Toronto, Ontario – January 17, 2022 – Starlight Western Canada Multi-Family (No. 2) Fund (the “Fund”) announced today that it has filed with the securities commissions of each of the provinces of Canada, other than Québec, and obtained a receipt for, an amended and restated preliminary prospectus amending and restating the preliminary prospectus of the Fund dated November 30, 2021, for an initial public offering of trust units (the “Offering”). The amended and restated preliminary prospectus qualifies the distribution of a minimum of $42.0 million and a maximum of $130 million of Class A Units, Class B Units and Class C Units. The Fund will be the first limited-term, public vehicle launched by Starlight Group Property Holdings Inc. (“Starlight”) targeting properties in Canada to raise funds through a prospectus offering.
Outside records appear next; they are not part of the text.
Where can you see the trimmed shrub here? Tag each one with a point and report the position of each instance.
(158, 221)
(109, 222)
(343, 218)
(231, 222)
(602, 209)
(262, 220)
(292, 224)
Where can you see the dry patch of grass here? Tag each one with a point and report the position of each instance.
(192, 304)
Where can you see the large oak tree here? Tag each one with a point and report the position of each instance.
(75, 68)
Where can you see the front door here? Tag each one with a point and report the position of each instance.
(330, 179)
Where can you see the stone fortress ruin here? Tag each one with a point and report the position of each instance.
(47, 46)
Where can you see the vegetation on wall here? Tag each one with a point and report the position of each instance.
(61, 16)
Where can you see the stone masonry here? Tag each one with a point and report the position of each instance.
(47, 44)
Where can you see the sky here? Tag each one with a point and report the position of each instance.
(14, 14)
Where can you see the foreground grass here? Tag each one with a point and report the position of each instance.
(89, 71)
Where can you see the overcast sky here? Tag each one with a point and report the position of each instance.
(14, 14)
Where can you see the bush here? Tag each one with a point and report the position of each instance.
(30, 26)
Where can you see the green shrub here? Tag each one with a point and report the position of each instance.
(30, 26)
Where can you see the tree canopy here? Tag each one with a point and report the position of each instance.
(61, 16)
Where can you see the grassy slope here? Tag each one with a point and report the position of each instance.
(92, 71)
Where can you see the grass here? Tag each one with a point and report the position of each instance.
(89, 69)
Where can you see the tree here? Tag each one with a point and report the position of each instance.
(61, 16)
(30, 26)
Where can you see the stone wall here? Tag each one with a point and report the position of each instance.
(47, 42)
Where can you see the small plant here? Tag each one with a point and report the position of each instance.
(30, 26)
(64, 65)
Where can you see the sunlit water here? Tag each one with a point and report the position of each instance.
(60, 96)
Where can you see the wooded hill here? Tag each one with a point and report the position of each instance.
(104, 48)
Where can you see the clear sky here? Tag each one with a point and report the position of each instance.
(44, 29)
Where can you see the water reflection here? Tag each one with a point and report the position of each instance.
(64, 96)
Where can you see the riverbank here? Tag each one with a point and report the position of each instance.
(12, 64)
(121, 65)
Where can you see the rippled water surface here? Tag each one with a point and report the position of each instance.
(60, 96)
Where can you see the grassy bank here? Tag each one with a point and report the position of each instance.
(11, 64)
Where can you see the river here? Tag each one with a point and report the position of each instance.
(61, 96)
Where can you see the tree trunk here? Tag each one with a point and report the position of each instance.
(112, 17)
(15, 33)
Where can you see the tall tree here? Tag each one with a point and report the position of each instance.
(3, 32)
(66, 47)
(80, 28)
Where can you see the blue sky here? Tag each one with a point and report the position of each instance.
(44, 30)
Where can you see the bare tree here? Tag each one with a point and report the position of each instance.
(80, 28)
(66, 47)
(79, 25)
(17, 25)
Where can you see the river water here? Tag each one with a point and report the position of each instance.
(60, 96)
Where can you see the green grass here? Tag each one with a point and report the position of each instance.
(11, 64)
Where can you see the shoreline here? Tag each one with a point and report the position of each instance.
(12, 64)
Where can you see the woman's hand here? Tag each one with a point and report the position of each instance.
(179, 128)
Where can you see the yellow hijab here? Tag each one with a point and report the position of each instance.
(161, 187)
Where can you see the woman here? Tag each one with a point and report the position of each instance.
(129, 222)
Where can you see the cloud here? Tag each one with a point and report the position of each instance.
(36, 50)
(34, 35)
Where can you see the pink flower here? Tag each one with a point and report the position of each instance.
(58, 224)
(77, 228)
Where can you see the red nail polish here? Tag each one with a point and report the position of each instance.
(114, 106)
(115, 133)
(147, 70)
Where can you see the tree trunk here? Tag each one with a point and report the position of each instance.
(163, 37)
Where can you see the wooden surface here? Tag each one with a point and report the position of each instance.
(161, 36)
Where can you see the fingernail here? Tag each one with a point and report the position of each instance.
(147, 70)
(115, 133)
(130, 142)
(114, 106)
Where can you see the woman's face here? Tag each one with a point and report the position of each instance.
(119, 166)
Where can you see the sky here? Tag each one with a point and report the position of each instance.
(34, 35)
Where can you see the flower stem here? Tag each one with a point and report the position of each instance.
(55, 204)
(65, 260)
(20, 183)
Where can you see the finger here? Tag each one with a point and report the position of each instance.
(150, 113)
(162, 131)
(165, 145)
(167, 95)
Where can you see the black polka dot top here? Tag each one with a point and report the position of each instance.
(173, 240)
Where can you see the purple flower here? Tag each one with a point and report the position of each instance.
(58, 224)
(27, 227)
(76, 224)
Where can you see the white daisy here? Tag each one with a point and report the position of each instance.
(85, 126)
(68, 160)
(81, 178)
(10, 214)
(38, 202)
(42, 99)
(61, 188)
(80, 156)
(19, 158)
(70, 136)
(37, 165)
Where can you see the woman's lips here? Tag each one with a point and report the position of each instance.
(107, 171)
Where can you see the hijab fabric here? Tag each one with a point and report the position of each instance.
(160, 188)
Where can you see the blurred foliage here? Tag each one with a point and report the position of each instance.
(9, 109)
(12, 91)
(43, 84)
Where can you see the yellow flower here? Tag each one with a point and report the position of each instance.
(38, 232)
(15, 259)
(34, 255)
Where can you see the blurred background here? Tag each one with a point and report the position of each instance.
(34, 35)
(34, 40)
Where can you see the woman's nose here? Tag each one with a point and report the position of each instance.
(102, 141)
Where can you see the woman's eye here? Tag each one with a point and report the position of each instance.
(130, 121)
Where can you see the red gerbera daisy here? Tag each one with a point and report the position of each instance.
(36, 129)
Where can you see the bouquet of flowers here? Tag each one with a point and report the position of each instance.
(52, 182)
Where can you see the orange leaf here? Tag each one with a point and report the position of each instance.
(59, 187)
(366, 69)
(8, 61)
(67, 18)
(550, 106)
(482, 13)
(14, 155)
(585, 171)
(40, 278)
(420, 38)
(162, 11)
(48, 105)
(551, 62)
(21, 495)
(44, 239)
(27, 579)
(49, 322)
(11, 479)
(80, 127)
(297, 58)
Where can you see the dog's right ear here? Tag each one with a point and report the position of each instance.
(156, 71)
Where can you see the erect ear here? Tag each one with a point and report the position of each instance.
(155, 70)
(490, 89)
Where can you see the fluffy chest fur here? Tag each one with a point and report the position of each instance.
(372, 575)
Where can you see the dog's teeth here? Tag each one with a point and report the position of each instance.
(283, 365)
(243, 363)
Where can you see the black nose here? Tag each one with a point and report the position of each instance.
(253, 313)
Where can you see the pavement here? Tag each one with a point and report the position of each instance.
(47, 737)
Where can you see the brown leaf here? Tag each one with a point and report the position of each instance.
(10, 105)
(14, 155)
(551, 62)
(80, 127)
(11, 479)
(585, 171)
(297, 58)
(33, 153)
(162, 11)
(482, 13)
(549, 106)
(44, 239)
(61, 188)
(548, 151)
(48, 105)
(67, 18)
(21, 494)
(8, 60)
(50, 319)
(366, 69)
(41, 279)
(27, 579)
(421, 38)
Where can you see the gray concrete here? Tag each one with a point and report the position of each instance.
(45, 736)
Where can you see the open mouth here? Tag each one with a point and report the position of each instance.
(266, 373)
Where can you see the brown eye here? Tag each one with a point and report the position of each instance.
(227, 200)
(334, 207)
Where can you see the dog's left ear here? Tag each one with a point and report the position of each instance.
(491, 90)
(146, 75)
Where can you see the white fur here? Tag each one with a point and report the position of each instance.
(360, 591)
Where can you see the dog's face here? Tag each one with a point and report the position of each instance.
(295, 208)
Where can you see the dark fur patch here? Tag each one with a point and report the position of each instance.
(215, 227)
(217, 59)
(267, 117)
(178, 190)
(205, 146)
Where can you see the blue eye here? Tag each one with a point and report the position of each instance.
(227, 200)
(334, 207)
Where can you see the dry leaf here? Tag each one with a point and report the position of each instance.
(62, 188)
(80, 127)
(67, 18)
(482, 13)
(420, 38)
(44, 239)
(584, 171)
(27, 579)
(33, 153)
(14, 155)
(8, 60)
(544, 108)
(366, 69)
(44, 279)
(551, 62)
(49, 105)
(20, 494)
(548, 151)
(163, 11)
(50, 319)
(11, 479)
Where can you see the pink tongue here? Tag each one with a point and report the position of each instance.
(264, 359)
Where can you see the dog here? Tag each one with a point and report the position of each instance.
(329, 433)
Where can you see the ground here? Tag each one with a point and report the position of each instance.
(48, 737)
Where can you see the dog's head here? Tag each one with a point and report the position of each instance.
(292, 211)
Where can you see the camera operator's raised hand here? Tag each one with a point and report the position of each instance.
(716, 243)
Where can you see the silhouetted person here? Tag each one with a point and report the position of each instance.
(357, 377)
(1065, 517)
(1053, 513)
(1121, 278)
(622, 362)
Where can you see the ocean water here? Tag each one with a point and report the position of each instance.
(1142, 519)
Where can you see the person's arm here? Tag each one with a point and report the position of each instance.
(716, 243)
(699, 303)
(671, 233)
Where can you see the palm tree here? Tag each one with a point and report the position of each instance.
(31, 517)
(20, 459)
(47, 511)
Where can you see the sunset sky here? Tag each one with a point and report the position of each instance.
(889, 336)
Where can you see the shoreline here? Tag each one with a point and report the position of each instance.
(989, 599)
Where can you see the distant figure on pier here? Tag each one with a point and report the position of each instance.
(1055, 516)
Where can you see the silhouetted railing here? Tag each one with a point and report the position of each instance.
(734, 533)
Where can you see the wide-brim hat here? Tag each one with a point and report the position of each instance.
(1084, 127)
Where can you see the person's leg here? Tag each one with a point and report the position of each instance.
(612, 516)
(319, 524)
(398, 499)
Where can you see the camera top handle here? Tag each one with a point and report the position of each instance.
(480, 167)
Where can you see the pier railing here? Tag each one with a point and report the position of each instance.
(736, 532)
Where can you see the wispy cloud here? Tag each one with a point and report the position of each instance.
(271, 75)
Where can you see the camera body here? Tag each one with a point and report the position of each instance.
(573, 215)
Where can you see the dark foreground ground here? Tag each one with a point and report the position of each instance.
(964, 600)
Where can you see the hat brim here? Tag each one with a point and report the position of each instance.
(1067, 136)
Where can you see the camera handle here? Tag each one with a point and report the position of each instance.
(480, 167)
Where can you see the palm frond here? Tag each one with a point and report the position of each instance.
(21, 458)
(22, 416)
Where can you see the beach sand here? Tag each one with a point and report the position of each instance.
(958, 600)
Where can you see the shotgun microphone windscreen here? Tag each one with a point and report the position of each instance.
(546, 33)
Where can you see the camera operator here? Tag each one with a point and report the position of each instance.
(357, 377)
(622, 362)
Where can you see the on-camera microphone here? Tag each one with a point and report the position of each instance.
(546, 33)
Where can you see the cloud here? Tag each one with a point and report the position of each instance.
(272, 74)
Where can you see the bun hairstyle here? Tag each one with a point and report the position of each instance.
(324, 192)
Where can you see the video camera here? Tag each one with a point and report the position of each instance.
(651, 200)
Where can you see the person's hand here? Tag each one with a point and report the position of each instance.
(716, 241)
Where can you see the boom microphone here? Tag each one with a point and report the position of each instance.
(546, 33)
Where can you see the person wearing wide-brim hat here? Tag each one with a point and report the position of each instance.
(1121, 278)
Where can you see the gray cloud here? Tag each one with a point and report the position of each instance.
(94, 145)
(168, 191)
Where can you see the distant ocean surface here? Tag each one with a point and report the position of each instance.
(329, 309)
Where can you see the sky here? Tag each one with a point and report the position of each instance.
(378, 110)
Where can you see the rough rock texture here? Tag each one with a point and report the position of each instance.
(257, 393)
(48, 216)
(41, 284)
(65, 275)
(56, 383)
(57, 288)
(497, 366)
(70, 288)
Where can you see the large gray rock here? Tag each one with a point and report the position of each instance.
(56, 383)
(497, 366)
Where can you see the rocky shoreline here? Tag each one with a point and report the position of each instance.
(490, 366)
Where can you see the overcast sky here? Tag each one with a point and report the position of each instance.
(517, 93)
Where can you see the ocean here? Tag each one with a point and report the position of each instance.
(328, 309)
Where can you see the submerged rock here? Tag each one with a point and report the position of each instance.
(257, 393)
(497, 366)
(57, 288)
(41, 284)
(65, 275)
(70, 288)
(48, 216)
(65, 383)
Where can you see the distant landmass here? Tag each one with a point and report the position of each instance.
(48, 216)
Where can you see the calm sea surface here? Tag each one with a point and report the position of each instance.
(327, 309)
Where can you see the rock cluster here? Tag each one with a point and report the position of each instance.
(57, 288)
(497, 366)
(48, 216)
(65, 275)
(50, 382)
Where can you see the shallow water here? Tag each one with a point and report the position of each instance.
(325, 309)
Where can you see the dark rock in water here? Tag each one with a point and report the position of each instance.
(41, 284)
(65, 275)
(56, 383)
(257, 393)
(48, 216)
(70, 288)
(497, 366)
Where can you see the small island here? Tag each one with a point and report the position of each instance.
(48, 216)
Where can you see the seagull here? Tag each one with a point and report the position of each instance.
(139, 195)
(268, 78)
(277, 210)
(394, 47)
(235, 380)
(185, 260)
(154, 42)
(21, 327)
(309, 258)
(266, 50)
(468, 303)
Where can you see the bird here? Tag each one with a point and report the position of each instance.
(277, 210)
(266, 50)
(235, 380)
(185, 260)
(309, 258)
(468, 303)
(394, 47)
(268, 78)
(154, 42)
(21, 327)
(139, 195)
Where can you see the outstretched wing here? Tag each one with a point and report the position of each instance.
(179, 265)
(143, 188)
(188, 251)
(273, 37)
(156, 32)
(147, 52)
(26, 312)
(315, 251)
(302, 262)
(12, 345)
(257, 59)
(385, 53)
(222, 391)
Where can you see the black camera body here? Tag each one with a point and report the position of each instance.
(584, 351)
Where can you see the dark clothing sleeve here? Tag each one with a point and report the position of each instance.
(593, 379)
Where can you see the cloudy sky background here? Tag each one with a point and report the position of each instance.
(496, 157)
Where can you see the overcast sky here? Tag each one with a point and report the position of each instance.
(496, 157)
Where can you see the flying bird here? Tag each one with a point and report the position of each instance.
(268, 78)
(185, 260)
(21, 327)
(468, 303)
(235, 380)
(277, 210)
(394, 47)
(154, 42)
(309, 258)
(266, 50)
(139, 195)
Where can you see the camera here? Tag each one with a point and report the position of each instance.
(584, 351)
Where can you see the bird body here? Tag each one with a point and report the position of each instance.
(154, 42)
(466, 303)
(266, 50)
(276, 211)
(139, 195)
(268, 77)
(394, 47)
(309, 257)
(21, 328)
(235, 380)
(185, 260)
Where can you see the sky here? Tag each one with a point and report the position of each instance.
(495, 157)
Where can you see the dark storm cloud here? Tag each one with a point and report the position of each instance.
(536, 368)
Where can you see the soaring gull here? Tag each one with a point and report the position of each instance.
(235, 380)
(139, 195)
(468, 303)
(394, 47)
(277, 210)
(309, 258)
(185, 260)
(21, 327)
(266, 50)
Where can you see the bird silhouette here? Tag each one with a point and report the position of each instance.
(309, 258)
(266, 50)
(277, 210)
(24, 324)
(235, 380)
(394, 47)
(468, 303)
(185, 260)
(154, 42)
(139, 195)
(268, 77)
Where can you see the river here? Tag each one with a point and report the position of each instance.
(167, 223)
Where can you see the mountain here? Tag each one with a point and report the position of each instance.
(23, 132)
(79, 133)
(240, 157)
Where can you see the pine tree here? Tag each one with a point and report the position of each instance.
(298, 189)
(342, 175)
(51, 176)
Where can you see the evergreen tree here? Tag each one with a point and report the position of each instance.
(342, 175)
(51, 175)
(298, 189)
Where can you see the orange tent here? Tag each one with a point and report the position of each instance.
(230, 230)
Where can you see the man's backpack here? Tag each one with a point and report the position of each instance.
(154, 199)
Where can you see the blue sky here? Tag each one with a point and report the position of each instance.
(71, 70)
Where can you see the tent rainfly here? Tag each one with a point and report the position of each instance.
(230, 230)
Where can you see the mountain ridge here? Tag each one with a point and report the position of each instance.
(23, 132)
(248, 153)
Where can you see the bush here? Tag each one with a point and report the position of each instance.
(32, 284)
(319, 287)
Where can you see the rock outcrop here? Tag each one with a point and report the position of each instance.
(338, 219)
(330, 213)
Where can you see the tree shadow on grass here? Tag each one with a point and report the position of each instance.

The Fund also announced today that it has received expressions of interest and commitments that in the aggregate exceed the $42.0 million minimum offering amount.
The Fund was established on November 12, 2021 pursuant to an initial declaration of trust. The Fund was established for the primary purpose of directly or indirectly acquiring, owning, operating and stabilizing a portfolio of newer vintage and newly-constructed income-producing, multi-family real estate properties that demonstrate value based on pricing and local supply and demand trends to achieve the Fund’s target metrics by increasing in-place rents to market rents, revenue enhancement through ancillary income opportunities and operating expense reductions as a result of active asset management. The Fund intends to acquire properties that are geographically diversified across Vancouver Island and the mainland of the Province of British Columbia (the “Primary Markets”). Following the completion of the Offering, the Fund intends to acquire (i) 60 multi-family suites located at 733 Goldstream Avenue in Langford, British Columbia and (ii) 251 multi-family suites located at 6035 Linley Valley Drive and 4800 Uplands Drive in Nanaimo, British Columbia (the “Minimum Offering Portfolio”). In the event that the gross subscription proceeds from the Offering are $61,000,000 or greater, then the Fund also intends to indirectly acquire (i) 81 multi-family suites located at 2699 Peatt Road in Langford, British Columbia, (ii) 60 multi-family suites located at 3400 Centennial Drive in Vernon, British Columbia and (iii) 43 multi-family suites located at 1803 31A Street in Vernon, British Columbia (the “Additional Closing Properties”, such Additional Closing Properties, if acquired, together with the Minimum Offering Portfolio, the “Initial Portfolio”). In the event that the Fund raises more than $42.0 million but less than $61.0 million, the Fund may acquire one or more, but not all, of the Additional Closing Properties. The balance of the net proceeds of the Offering will be used to subsequently acquire one or more additional income-producing, multi- family real estate properties in the Primary Markets, consistent with the primary purpose of the Fund.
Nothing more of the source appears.